Stories & Articles

Bullying a child isn’t political debate

Vanessa de Largie | The Spectator | September 16, 2018

My great-grandfather, Hugh de Largie was a Labor senator in Australia’s first parliament.  He followed Prime Minister Billy Hughes out of the Australian Labor Party in the conscription split of 1916.

Great-grandpa was a fierce advocate of the ‘White Australia Policy’.  Something, that as a great-granddaughter, I feel incredible shame about.

The same type of shame that I feel, when I think about the Australian Constitution and the fact that in 2018, our Aboriginal and Torres Strait Islanders have still not been recognised as Australia’s first people.

When I first heard the story about nine-year-old Harper Nielsen and her refusal to stand and sing the National Anthem during a school assembly — my heart opened.

I know for certain that  I wouldn’t have been that brave in grade four.

If my memory serves me correctly, the only thing I was doing at age 9 was lusting after Bros and New Kids On The Block and begging my parents to get me some new spokey dokies for my hot pink bicycle.

Nielsen is a brave hero — more heroic and courageous than Pauline Hanson will ever be. Any person that wants to attack an innocent child for standing up in protest for what they believe, is suspect, yeah? And a Senator, no less.

Goddess help us!

Screw patriotism and nationalism. They are what led to WWI and WWII.  Screw governments who haven’t got the heart, grace or humanity to recognise our first peoples in the constitution.

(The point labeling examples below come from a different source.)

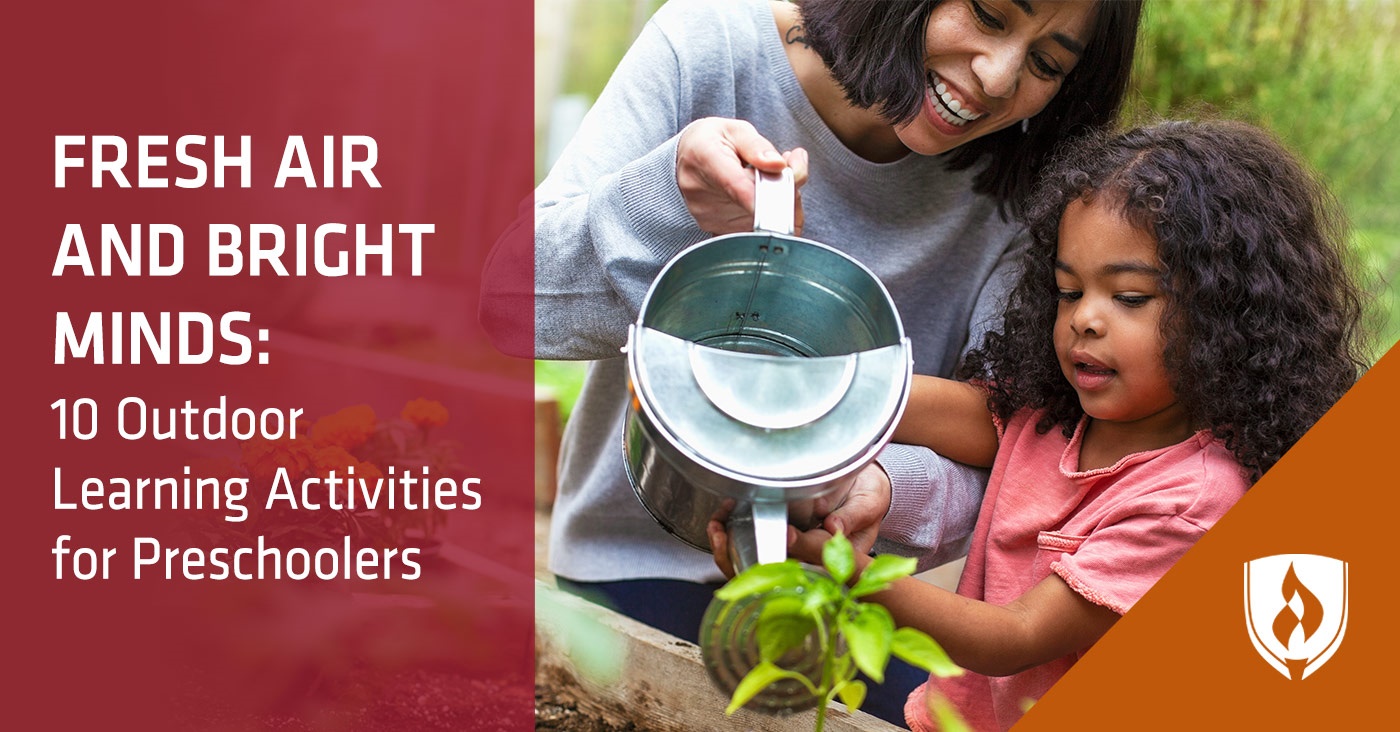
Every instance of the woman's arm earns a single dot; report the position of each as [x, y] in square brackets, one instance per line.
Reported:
[951, 417]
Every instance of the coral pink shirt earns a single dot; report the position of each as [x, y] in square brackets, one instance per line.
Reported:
[1109, 533]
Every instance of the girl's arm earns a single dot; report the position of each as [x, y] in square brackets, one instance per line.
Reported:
[1049, 622]
[951, 417]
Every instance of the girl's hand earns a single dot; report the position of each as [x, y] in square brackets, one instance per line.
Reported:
[711, 158]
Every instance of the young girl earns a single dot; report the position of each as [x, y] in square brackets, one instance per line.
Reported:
[1185, 315]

If you believe in democracy and freedom of speech, then you believe in a child’s goddamn right not to sing the national anthem.  Any child’s strong beliefs and opinions should not be ostracised by the herd.

Neilsen told the media that she protested because the national anthem ignored Australia’s indigenous.  “When it says ‘we are young’ it means that it ignores the Indigenous Australians who were here before the English for over 50,000 years,” she said.

That’s right Harper, we are not young.

Nor are we free.

The national outrage directed towards you this week is proof of that.